VwGH 89/13/0279

VwGH89/13/027930.5.1990

S gegen Finanzlandesdirektion für Wien, Niederösterreich und Burgenland vom 7. November 1989, GZ. GA 7-1161/3/89, betreffend Nachsicht von Abgabenschuldigkeiten

Normen

BAO §236 Abs1;
B-VG Art139 Abs6;
B-VG Art140 Abs7;
BAO §236 Abs1;
B-VG Art139 Abs6;
B-VG Art140 Abs7;

 

Spruch:

Die Beschwerde wird als unbegründet abgewiesen.
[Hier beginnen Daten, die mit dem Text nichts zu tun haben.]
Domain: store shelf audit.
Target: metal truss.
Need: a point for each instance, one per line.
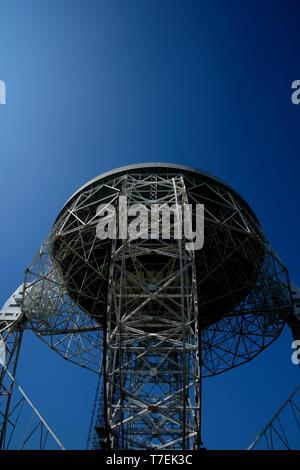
(17, 412)
(152, 316)
(283, 431)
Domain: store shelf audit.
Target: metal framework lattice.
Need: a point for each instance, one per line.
(149, 315)
(283, 431)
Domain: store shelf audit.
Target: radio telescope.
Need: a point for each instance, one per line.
(149, 315)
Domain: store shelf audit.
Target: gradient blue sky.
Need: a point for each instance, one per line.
(94, 85)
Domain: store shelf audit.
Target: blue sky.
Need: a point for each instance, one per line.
(94, 85)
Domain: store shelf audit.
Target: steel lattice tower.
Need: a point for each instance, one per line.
(150, 315)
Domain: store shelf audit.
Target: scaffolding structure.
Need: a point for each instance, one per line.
(148, 314)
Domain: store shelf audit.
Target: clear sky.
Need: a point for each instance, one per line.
(94, 85)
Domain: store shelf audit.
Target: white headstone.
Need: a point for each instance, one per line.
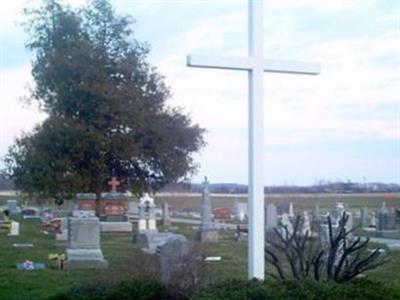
(147, 218)
(14, 230)
(306, 223)
(291, 210)
(271, 221)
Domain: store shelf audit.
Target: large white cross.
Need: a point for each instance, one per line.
(255, 65)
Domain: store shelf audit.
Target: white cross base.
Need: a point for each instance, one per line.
(255, 65)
Der Beschwerdeführer hat dem Bund Aufwendungen in der Höhe von S 2.760,-- binnen zwei Wochen bei sonstiger Exekution zu ersetzen.

Begründung

Mit Eingabe vom 2. November 1988 beantragte der Beschwerdeführer die Nachsicht der von ihm geschuldeten und vom Abfuhrpflichtigen für seine Rechnung abgeführten Aufsichtsratsabgabe für die Jahre 1982 bis 1985 und 1987 in Höhe von S 228.197,70. Die Unbilligkeit der Einhebung dieser Abgabe liege darin, daß einerseits der Verfassungsgerichtshof mit Erkenntnis vom 17. März 1988, G 37-61/88, das Aufsichtsratsabgabengesetz und die dazu ergangene Verordnung als verfassungswidrig aufhob, weshalb "die Einhebung bzw. Entrichtung der Abgabe einen verfassungswidrigen Eingriff" in seine "verfassungsgemäß gewährleisteten Rechte" darstelle und daß andererseits vom Finanzamt über seinen Antrag vom 31. Juli 1987 auf Rückerstattung zu Unrecht einbehaltener Aufsichtsratsabgabe erst nach Einbringung eines Devolutionsantrages am 26. Jänner 1988 mit Bescheid vom 3. März 1988 (zugestellt am 4. März 1988) abweislich entschieden worden sei. Gegen diesen Bescheid habe der Beschwerdeführer noch am 4. März 1988 Berufung erhoben, "die jedoch bis dato unerledigt ist" und "mangels Anlaßfallwirkung der Aufhebung des Aufsichtsratsabgabegesetzes durch den Verfassungsgerichtshof abzuweisen sein wird". Wegen dieser "verzögerten Abwicklung des Verfahrens" durch die Finanzbehörde habe der Beschwerdeführer keine Möglichkeit gehabt bis 8. März 1988 (Zeitpunkt der mündlichen Verhandlung vor dem Verfassungsgerichtshof) Beschwerde an den Verfassungsgerichtshof zu erheben. Wäre ihm dies jedoch möglich gewesen, hätte sein Fall einen Anlaßfall dargestellt. Die Verzögerungen im Verfahren beim Finanzamt hätten dazu geführt, daß völlig gleichgelagerte Fälle noch in den Genuß der Aufhebung gekommen seien, er jedoch nicht.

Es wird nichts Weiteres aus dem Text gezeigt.